Comment et pourquoi un mythe s’est-il créé ?
Dès la période coloniale, Samori a été l’une des grandes figures présentes dans les récits et les mémoires d’officiers français. Tour à tour tyran sanguinaire ou «Napoléon des savanes», il est soit honni soit loué, selon les objectifs et les circonstances des discours de chacun, selon que l’on veuille augmenter le prestige de sa prise en vantant ses mérites militaires ou au contraire porter l’accent sur la mission civilisatrice de la France en le dépeignant comme esclavagiste.
Quoi qu’il en soit, cette profusion de discours et d’images, de cartes postales, d’illustrations dans les journaux, toute cette «imagerie» au sens propre a contribué à faire de Samori Touré un personnage de légende.
Plus tard, Sékou Touré se dira petit-fils de Samori Touré pour servir son programme anticolonial, en dressant un parallèle entre la lutte de Samori contre les armées impériales françaises et britannique et sa propre lutte pour l’acquisition de l’indépendance. La Guinée obtient l’indépendance en 1958 en votant «non» au référendum de De Gaulle, et Sékou Touré intègre pleinement le personnage de Samori dans un arsenal de propagande anti-occidentale, en en faisant une figure de proue du panafricanisme.

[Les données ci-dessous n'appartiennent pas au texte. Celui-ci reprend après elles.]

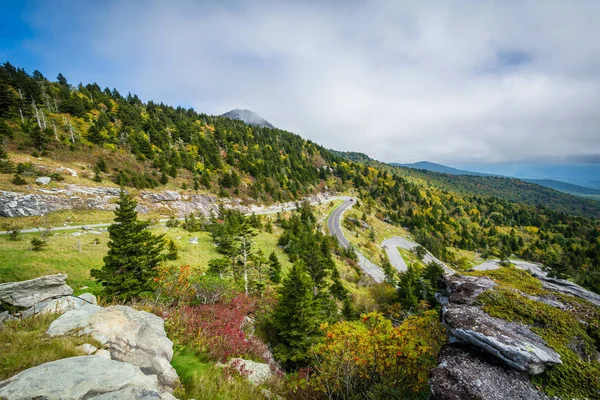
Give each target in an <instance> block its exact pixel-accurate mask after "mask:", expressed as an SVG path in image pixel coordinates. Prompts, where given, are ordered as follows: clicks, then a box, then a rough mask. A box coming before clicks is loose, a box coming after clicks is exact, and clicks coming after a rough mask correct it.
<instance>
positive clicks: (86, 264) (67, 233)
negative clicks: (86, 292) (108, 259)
mask: <svg viewBox="0 0 600 400" xmlns="http://www.w3.org/2000/svg"><path fill="white" fill-rule="evenodd" d="M36 236H38V235H37V234H24V235H22V240H21V241H18V242H13V241H10V240H8V237H7V236H5V235H2V236H0V282H13V281H21V280H26V279H33V278H37V277H40V276H44V275H50V274H56V273H59V272H60V273H65V274H67V275H68V276H69V279H68V284H69V285H71V287H73V289H75V290H77V289H79V288H80V287H82V286H89V287H90V288H92V289H93V288H94V286H95V283H94V281H93V280H92V279H91V278H90V274H89V271H90V270H91V269H92V268H99V267H100V266H101V265H102V257H104V254H106V242H107V234H106V233H104V234H102V235H84V236H80V237H73V236H70V235H69V234H68V233H62V232H61V233H60V234H56V235H54V236H51V237H50V238H49V239H48V244H49V245H48V247H46V248H45V249H44V250H42V251H32V250H30V242H29V241H30V240H31V239H32V238H33V237H36ZM95 239H98V240H100V244H97V245H95V244H94V240H95ZM78 241H79V242H80V243H81V253H80V252H79V251H78V246H77V242H78Z"/></svg>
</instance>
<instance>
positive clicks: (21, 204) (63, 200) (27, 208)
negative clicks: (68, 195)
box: [0, 190, 72, 217]
mask: <svg viewBox="0 0 600 400" xmlns="http://www.w3.org/2000/svg"><path fill="white" fill-rule="evenodd" d="M69 208H72V207H71V203H70V201H69V199H66V198H64V197H60V196H53V195H40V194H24V193H17V192H7V191H5V190H2V191H0V216H1V217H29V216H39V215H46V214H48V213H50V212H53V211H59V210H66V209H69Z"/></svg>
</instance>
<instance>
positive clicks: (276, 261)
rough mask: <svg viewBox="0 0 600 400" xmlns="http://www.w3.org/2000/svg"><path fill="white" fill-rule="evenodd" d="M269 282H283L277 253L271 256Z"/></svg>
mask: <svg viewBox="0 0 600 400" xmlns="http://www.w3.org/2000/svg"><path fill="white" fill-rule="evenodd" d="M269 280H270V281H271V282H273V283H279V282H281V263H280V262H279V259H278V258H277V254H275V252H272V253H271V255H270V256H269Z"/></svg>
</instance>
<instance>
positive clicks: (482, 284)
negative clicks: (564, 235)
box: [441, 275, 562, 374]
mask: <svg viewBox="0 0 600 400" xmlns="http://www.w3.org/2000/svg"><path fill="white" fill-rule="evenodd" d="M444 284H445V289H444V293H443V296H444V297H443V301H442V304H443V307H442V321H443V322H444V324H445V325H446V327H447V328H448V332H449V335H450V341H451V342H453V341H454V342H461V343H465V344H467V345H471V346H474V347H475V348H478V349H480V350H483V351H485V352H488V353H489V354H492V355H494V356H496V357H497V358H498V359H499V360H501V361H503V362H504V363H505V364H506V365H508V366H510V367H511V368H515V369H517V370H519V371H527V372H529V373H531V374H539V373H542V372H543V371H544V370H545V369H546V367H548V366H553V365H557V364H562V361H561V359H560V355H559V354H558V353H557V352H555V351H554V350H553V349H552V348H550V347H548V346H547V344H546V342H545V341H544V340H543V339H542V338H541V337H539V336H538V335H537V334H535V333H533V332H532V331H531V329H530V328H529V327H527V326H525V325H522V324H518V323H516V322H508V321H505V320H502V319H499V318H494V317H491V316H489V315H488V314H487V313H485V312H484V311H483V310H482V309H481V308H480V307H479V306H477V305H476V304H475V299H476V298H477V296H479V294H481V293H483V292H485V291H487V290H490V289H493V288H494V287H495V283H494V282H493V281H492V280H491V279H489V278H487V277H470V276H461V275H453V276H447V277H444ZM441 298H442V297H441Z"/></svg>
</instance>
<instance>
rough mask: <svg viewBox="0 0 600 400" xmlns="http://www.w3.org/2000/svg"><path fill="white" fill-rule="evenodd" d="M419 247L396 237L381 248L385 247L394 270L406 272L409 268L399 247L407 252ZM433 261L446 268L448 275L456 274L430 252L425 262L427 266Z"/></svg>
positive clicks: (386, 240)
mask: <svg viewBox="0 0 600 400" xmlns="http://www.w3.org/2000/svg"><path fill="white" fill-rule="evenodd" d="M417 246H418V244H417V243H415V242H413V241H411V240H408V239H406V238H404V237H402V236H394V237H392V238H389V239H386V240H384V241H383V242H381V247H383V249H384V250H385V253H386V254H387V256H388V259H389V260H390V263H391V264H392V266H393V267H394V268H396V269H397V270H398V271H400V272H402V271H406V270H407V268H408V266H407V265H406V262H405V261H404V258H402V255H401V254H400V252H399V251H398V247H401V248H403V249H406V250H412V249H414V248H415V247H417ZM432 261H435V262H436V263H438V264H440V265H441V266H442V267H444V269H445V270H446V273H448V274H453V273H454V272H455V271H454V270H453V269H452V268H450V267H448V266H447V265H446V264H445V263H443V262H442V261H440V260H439V259H437V258H436V257H434V256H433V254H431V253H430V252H429V251H428V252H427V253H426V254H425V256H424V257H423V262H424V263H425V264H429V263H430V262H432Z"/></svg>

Ainsi, cette figure africaine devient l’un des précurseurs de l’union africaine contre la menace (néo-)coloniale.
Cette figure de Samori Touré comme émancipateur des peuples noirs a également traversé l’Atlantique. Ta-Nehisi Coates, dans son très bel ouvrage Une colère noire. Lettre à mon fils, s’adresse à son fils, prénommé précisément Samori, en référence à Samori Touré et à son combat contre la colonisation.
Quelles formes artistiques ce mythe a-t-il pris ?
De nombreuses chansons des groupes nationaux guinéens célèbrent cette vision de l’histoire instaurée par Sékou Touré : «Retour sur le passé» du très célèbre Bembeya Jazz National,
«Keme Bourema» dans la version de Sory Kandia Kouyaté,
«Épopée du Manding» de l’Ensemble Voix de la Révolution, dirigé par le même Sory Kandia Kouyaté, entre de nombreux autres exemples… Ces chansons d’orchestres nationaux servent la propagande de Sékou Touré, à la fois nationaliste, socialiste et panafricaine, tout en offrant de magnifiques exemples de mise en scène de Samori Touré en héros.
Sur cette période particulièrement faste pour la musique guinéenne, l’ethnomusicologue Graeme Counsel a mis en ligne sur son site Radioafricade très nombreux albums et titres introuvables ailleurs.
En outre, les écrivains s’emparent de cette figure de grand conquérant africain : il est l’un des personnages de Monnè, Outrages et défis d’Ahmadou Kourouma, mais il est surtout le personnage principal des pièces de théâtre Le fils de l’Amamy de Cheik Aliou Ndao, Les sofas de Bernard Zadi Zaourou ou encore de Une hyène à jeun de Massa Makan Diabaté. Traversant les frontières, Samori Touré devient un personnage littéraire qui, à l’instar des premiers écrits coloniaux sur sa personne, reconduit cette ambivalence : il est à la fois loué comme un grand un héros panafricain et honni pour les dévastations qu’il a opérées.